S11 - Session P1 - The combinatorial effects of drought and heat stress on the African eggplant growth

Authors: Noémie David-Rogeat *, Eleftheria Stavridou, Martin Broadley

Africa is at a particularly elevated risk of climate change negatively impacting crop production and disrupting the current food systems, eventually increasing malnutrition among other issues. The African eggplant, Solanum aethiopicum L., is an important and nutritious indigenous vegetable widely consumed in sub-Saharan Africa. Despite its high nutritional value and large varietal diversity, it is under-researched and under-promoted. It currently lacks data around its responses to abiotic stresses and uses in the fight against malnutrition under climate change.
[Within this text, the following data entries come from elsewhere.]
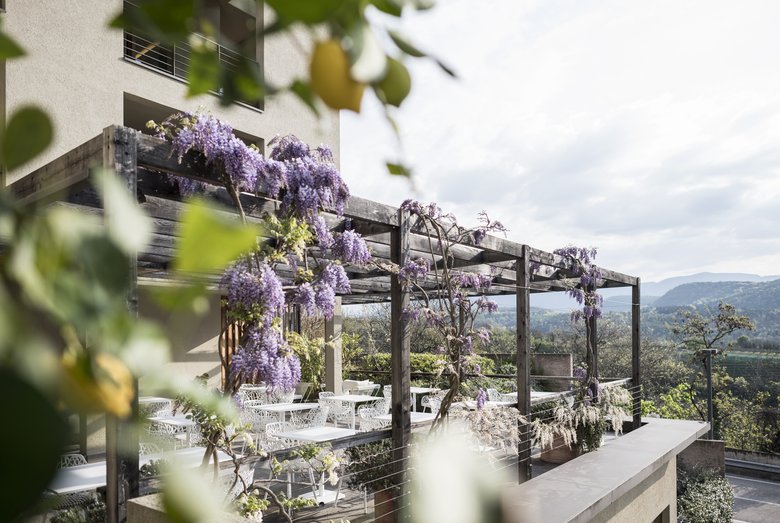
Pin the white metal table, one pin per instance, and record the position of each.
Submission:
(354, 399)
(416, 417)
(420, 390)
(281, 409)
(178, 421)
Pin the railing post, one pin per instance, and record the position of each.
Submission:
(636, 385)
(523, 311)
(400, 361)
(120, 154)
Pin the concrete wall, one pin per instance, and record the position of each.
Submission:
(553, 365)
(75, 71)
(655, 496)
(194, 339)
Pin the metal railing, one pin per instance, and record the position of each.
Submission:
(174, 60)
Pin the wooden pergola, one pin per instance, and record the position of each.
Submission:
(139, 159)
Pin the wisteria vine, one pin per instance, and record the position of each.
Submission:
(449, 300)
(306, 181)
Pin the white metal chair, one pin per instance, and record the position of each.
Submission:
(430, 402)
(368, 417)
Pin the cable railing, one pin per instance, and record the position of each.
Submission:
(174, 60)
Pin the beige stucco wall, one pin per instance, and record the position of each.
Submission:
(194, 338)
(75, 71)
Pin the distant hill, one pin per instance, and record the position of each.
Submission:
(745, 295)
(619, 300)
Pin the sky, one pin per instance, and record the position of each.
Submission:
(650, 130)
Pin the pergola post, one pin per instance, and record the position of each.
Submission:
(333, 354)
(635, 345)
(120, 153)
(523, 322)
(400, 359)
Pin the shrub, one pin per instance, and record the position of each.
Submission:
(703, 497)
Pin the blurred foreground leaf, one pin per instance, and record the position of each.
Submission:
(28, 133)
(30, 445)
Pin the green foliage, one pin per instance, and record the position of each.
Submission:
(312, 356)
(703, 498)
(27, 134)
(370, 466)
(94, 512)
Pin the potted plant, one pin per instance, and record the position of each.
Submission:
(370, 469)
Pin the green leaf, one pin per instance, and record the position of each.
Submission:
(203, 74)
(445, 68)
(306, 11)
(404, 44)
(209, 241)
(369, 61)
(397, 169)
(43, 433)
(9, 48)
(28, 133)
(303, 91)
(391, 7)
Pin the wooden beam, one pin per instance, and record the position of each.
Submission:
(523, 322)
(122, 475)
(636, 382)
(400, 356)
(49, 182)
(333, 354)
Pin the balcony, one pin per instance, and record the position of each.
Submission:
(174, 61)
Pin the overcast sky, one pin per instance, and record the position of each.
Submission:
(650, 130)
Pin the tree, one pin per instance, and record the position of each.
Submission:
(704, 336)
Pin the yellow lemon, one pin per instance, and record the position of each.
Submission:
(396, 84)
(110, 389)
(330, 79)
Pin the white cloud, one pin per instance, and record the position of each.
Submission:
(648, 129)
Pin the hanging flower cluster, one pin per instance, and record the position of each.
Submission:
(306, 181)
(450, 299)
(590, 278)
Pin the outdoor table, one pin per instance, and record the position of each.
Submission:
(282, 408)
(472, 404)
(93, 475)
(317, 434)
(420, 390)
(178, 421)
(354, 399)
(416, 417)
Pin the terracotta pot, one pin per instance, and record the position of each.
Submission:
(384, 505)
(559, 452)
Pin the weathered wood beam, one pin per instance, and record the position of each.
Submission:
(122, 474)
(400, 355)
(49, 182)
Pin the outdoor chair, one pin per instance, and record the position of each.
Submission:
(271, 435)
(368, 417)
(431, 403)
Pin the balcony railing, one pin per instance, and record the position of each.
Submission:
(175, 60)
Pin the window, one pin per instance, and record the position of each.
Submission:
(238, 27)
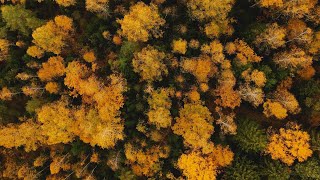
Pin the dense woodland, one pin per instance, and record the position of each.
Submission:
(160, 89)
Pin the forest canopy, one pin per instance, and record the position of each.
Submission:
(159, 89)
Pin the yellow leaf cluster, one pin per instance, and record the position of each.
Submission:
(179, 46)
(196, 165)
(273, 37)
(52, 36)
(52, 87)
(299, 32)
(53, 68)
(97, 6)
(5, 94)
(244, 54)
(142, 22)
(35, 51)
(27, 134)
(160, 104)
(258, 77)
(66, 3)
(202, 68)
(149, 63)
(289, 145)
(56, 122)
(208, 9)
(288, 100)
(92, 129)
(146, 162)
(251, 94)
(295, 58)
(228, 97)
(215, 50)
(89, 56)
(315, 45)
(274, 108)
(291, 8)
(4, 49)
(101, 126)
(194, 124)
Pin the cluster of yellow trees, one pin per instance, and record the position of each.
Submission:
(188, 86)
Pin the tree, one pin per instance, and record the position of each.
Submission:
(244, 53)
(226, 122)
(194, 124)
(52, 36)
(195, 165)
(242, 168)
(56, 122)
(289, 8)
(227, 96)
(91, 128)
(179, 46)
(294, 59)
(315, 44)
(250, 136)
(308, 169)
(6, 94)
(299, 32)
(290, 144)
(4, 49)
(275, 170)
(251, 94)
(18, 18)
(146, 161)
(98, 6)
(160, 104)
(288, 100)
(273, 37)
(35, 51)
(141, 23)
(52, 87)
(66, 3)
(202, 68)
(27, 134)
(273, 108)
(51, 69)
(214, 12)
(149, 63)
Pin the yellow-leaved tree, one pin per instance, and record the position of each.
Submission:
(27, 134)
(149, 63)
(93, 130)
(56, 121)
(160, 104)
(194, 124)
(196, 165)
(203, 68)
(53, 68)
(146, 160)
(290, 144)
(53, 36)
(272, 38)
(141, 23)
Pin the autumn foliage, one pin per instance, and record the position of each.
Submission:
(159, 89)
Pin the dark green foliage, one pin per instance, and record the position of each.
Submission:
(18, 18)
(275, 170)
(33, 104)
(315, 140)
(310, 88)
(78, 147)
(250, 136)
(309, 169)
(242, 169)
(126, 55)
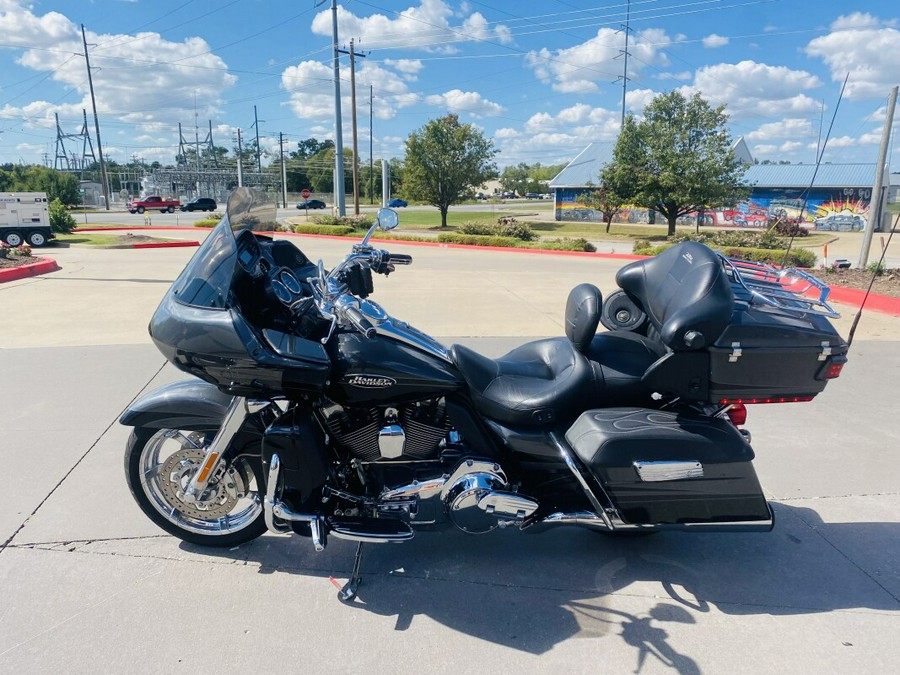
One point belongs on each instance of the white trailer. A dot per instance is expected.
(24, 218)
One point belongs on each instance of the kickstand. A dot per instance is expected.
(348, 592)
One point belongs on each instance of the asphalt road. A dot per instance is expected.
(87, 584)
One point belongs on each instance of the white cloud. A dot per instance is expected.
(712, 41)
(579, 68)
(124, 68)
(426, 26)
(470, 102)
(792, 127)
(865, 47)
(751, 88)
(311, 90)
(506, 132)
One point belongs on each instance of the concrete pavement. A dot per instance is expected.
(88, 584)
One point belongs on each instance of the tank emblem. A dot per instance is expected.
(371, 381)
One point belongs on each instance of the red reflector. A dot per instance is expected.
(775, 399)
(833, 370)
(737, 413)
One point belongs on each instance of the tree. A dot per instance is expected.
(676, 160)
(605, 200)
(445, 160)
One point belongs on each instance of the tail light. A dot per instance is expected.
(737, 413)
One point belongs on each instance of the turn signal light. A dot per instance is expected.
(833, 370)
(775, 399)
(737, 413)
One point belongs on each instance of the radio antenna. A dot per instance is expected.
(878, 266)
(816, 170)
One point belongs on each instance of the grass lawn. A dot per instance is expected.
(90, 238)
(430, 220)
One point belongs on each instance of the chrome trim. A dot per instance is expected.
(415, 490)
(665, 470)
(468, 467)
(507, 505)
(234, 418)
(564, 453)
(369, 537)
(391, 441)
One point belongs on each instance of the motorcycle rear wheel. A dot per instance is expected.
(159, 463)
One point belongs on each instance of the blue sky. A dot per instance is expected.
(540, 78)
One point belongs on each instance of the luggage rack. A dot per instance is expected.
(782, 290)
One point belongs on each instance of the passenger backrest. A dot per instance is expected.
(583, 315)
(685, 292)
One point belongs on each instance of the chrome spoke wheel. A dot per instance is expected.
(168, 461)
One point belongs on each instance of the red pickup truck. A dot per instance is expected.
(153, 202)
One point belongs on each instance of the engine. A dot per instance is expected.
(409, 432)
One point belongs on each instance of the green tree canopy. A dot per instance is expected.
(677, 160)
(446, 160)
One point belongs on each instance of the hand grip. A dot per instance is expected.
(360, 322)
(400, 259)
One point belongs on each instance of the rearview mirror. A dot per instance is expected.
(387, 219)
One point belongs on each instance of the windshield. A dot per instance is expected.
(206, 279)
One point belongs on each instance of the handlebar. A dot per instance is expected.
(400, 259)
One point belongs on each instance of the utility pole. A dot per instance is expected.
(87, 61)
(283, 169)
(240, 161)
(353, 56)
(874, 220)
(256, 124)
(624, 76)
(338, 132)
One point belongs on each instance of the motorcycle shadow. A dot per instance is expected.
(531, 592)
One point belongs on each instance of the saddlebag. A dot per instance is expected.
(660, 467)
(760, 355)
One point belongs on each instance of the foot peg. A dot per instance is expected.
(370, 530)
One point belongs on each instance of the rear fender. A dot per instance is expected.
(189, 405)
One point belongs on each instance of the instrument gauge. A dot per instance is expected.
(290, 281)
(281, 292)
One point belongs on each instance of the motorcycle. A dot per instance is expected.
(312, 410)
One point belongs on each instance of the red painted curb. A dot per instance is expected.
(139, 227)
(166, 244)
(43, 266)
(875, 302)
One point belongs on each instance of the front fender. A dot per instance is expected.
(189, 405)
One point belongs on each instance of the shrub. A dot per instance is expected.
(335, 230)
(876, 268)
(60, 218)
(361, 222)
(566, 244)
(504, 227)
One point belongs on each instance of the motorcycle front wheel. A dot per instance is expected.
(159, 465)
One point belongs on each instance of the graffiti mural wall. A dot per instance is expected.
(835, 209)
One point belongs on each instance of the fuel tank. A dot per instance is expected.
(382, 371)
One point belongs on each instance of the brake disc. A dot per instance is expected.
(217, 500)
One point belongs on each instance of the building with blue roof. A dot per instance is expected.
(830, 196)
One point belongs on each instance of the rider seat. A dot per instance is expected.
(551, 381)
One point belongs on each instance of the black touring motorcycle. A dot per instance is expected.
(315, 411)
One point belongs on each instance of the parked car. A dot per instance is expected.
(311, 204)
(200, 204)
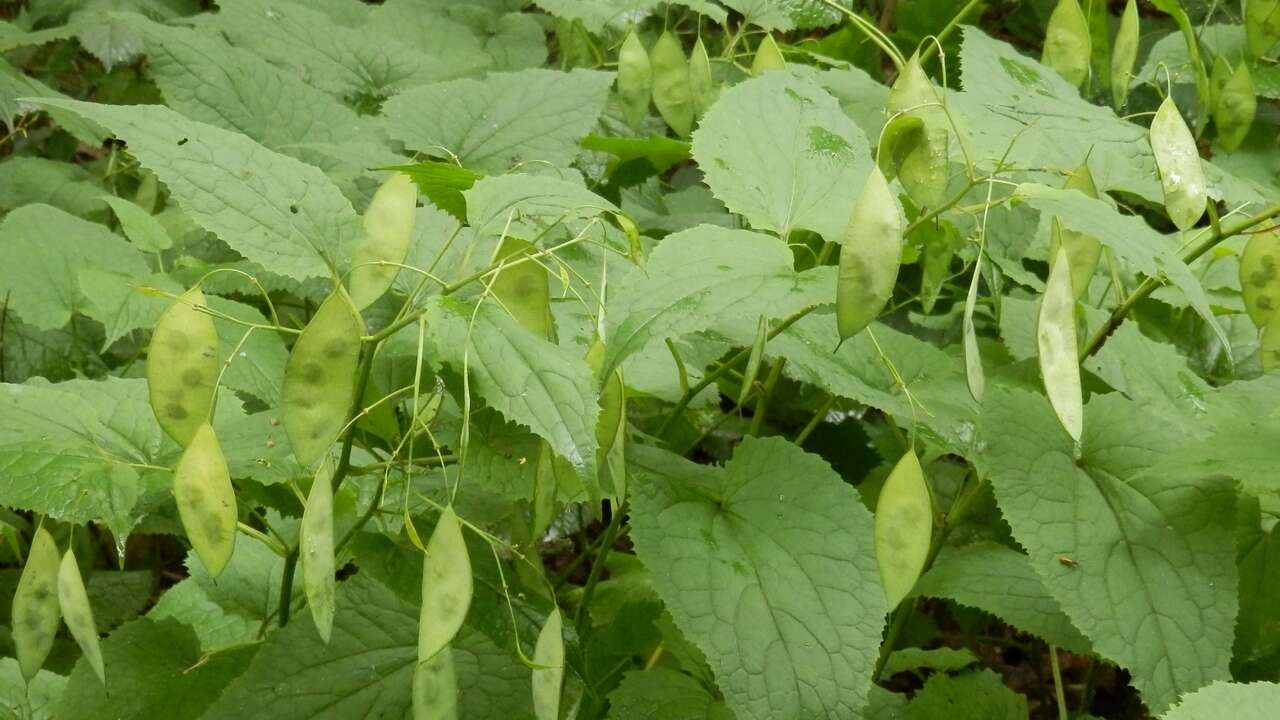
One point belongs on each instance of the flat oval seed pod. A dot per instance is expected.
(315, 550)
(922, 167)
(1234, 108)
(1178, 160)
(1124, 54)
(447, 586)
(1261, 26)
(182, 367)
(35, 605)
(1055, 336)
(1066, 42)
(388, 231)
(549, 674)
(1260, 277)
(320, 377)
(73, 602)
(206, 500)
(768, 57)
(904, 528)
(702, 83)
(869, 256)
(672, 94)
(525, 288)
(435, 688)
(635, 80)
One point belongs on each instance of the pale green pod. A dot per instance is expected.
(1234, 108)
(672, 92)
(316, 551)
(768, 57)
(320, 377)
(1178, 160)
(1124, 54)
(447, 586)
(702, 85)
(73, 602)
(1066, 42)
(920, 159)
(141, 227)
(869, 256)
(388, 224)
(435, 687)
(549, 671)
(753, 360)
(206, 500)
(904, 528)
(1260, 277)
(1261, 26)
(974, 373)
(35, 605)
(524, 288)
(635, 80)
(182, 367)
(1059, 350)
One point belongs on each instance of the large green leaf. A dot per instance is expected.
(536, 383)
(1143, 565)
(273, 209)
(1253, 701)
(42, 251)
(368, 668)
(705, 276)
(799, 165)
(496, 123)
(154, 669)
(1000, 580)
(767, 565)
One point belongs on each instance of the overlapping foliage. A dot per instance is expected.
(727, 359)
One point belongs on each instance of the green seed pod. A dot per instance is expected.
(316, 551)
(869, 256)
(524, 288)
(672, 92)
(206, 500)
(1055, 336)
(1178, 160)
(1260, 277)
(388, 231)
(1124, 54)
(920, 159)
(182, 367)
(702, 85)
(635, 80)
(35, 605)
(768, 57)
(974, 373)
(320, 377)
(1083, 250)
(447, 587)
(435, 688)
(1261, 26)
(904, 528)
(549, 674)
(1066, 42)
(1234, 108)
(73, 602)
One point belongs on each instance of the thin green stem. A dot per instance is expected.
(932, 48)
(1151, 283)
(682, 404)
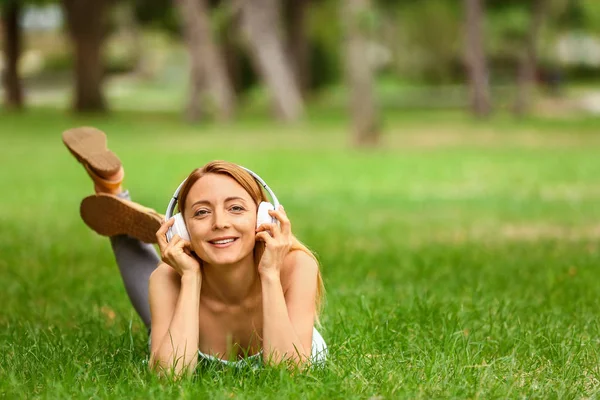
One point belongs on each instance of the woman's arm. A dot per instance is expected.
(288, 317)
(174, 306)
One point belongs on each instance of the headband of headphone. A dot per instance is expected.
(175, 197)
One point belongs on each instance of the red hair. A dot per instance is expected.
(256, 192)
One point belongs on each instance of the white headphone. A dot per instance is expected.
(262, 216)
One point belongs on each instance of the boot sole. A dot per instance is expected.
(111, 216)
(88, 145)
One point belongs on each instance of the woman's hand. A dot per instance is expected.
(177, 252)
(278, 242)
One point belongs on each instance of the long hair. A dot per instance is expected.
(256, 192)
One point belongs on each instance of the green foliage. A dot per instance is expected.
(430, 54)
(460, 261)
(159, 14)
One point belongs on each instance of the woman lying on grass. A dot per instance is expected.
(233, 293)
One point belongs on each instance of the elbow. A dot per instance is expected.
(171, 366)
(299, 359)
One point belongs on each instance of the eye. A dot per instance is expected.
(200, 212)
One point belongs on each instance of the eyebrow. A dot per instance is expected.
(226, 200)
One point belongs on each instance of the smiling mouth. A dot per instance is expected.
(222, 242)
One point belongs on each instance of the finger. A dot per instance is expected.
(171, 245)
(161, 233)
(264, 237)
(272, 228)
(284, 222)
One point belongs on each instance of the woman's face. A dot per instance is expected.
(220, 217)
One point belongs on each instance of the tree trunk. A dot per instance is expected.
(11, 11)
(261, 22)
(208, 68)
(86, 21)
(528, 64)
(359, 73)
(298, 43)
(476, 60)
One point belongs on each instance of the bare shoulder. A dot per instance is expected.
(298, 267)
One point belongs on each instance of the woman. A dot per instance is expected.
(233, 292)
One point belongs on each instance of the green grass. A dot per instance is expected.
(460, 259)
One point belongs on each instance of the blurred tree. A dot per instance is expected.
(475, 58)
(357, 18)
(298, 42)
(207, 65)
(12, 35)
(262, 26)
(87, 26)
(526, 77)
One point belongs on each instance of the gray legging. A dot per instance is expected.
(136, 261)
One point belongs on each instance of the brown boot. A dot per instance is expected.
(88, 145)
(109, 215)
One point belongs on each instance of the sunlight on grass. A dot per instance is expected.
(455, 265)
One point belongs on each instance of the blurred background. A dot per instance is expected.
(214, 60)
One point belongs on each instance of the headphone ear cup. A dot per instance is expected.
(178, 228)
(262, 216)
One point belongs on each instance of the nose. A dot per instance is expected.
(220, 220)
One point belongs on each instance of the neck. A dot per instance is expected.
(230, 284)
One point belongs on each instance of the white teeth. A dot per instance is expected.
(223, 241)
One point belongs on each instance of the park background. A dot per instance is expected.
(440, 157)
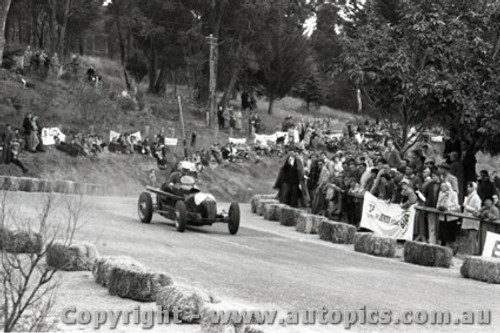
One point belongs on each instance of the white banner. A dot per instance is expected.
(170, 142)
(491, 247)
(238, 141)
(48, 135)
(388, 220)
(261, 139)
(137, 135)
(113, 136)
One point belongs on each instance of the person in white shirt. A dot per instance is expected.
(472, 205)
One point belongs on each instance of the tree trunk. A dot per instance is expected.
(227, 93)
(123, 50)
(4, 11)
(152, 68)
(271, 104)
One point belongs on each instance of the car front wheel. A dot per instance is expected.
(234, 218)
(180, 216)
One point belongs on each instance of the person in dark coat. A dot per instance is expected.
(485, 187)
(290, 180)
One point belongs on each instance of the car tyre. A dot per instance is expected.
(145, 207)
(234, 218)
(180, 216)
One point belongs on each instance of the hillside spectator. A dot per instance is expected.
(27, 129)
(238, 120)
(6, 138)
(448, 202)
(392, 155)
(27, 59)
(471, 206)
(289, 181)
(14, 150)
(485, 187)
(220, 117)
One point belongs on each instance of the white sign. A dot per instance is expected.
(48, 135)
(238, 141)
(170, 142)
(388, 220)
(491, 247)
(113, 136)
(137, 135)
(261, 139)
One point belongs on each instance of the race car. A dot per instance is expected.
(185, 204)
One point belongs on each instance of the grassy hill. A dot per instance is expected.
(74, 106)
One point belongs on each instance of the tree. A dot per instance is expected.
(432, 66)
(4, 11)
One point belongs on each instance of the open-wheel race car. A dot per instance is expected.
(185, 204)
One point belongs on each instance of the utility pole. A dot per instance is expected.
(212, 86)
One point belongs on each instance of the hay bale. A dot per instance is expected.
(309, 223)
(482, 269)
(104, 265)
(272, 211)
(187, 299)
(137, 283)
(290, 216)
(61, 186)
(11, 184)
(208, 324)
(336, 232)
(74, 257)
(367, 242)
(427, 255)
(256, 198)
(261, 204)
(20, 241)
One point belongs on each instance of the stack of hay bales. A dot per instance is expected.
(272, 212)
(74, 257)
(309, 223)
(255, 200)
(290, 216)
(336, 232)
(137, 283)
(482, 269)
(104, 265)
(209, 323)
(187, 299)
(427, 254)
(20, 241)
(261, 205)
(366, 242)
This project aimed at unravelling the effects of the combination of heat and drought stress on the African eggplant E11 by measuring plant growth, photosynthesis parameters, final leaf area and plant biomass, and leaf antioxidant capacity. Four weeks-old plants were subjected to repetitive heatwave-type stress consisting of 8 days of increasing day/night temperature until reaching either 32/26°C or 37/31°C, followed by 4 days recovery at a temperature of 27/21°C, repeated twice. A drought treatment was applied for the entirety of the experiment on selected plants by maintaining the soil water potential at around n100 kPa compared with n10 kPa for non-stressed plants. Drought had a larger effect than heat, with the final yield being reduced in water-stressed plants while no differences between temperatures were observed. Leaf relative content, electrolyte leakage, maximum efficiency of excitation capture by open photosystem II centres in light (Fv'/Fm'), and quantum yield of photosystem II for CO 2 assimilation (φ2) were not affected by either of the stresses or their combination. These results hint at a good tolerance of E11 to heat stress during the vegetative stage while drought negatively affected plant growth but not leaf fluorescence. Further research on later developmental stages will improve our understanding of this variety's tolerance to heat and drought and its potential use in food systems impacted by climate change.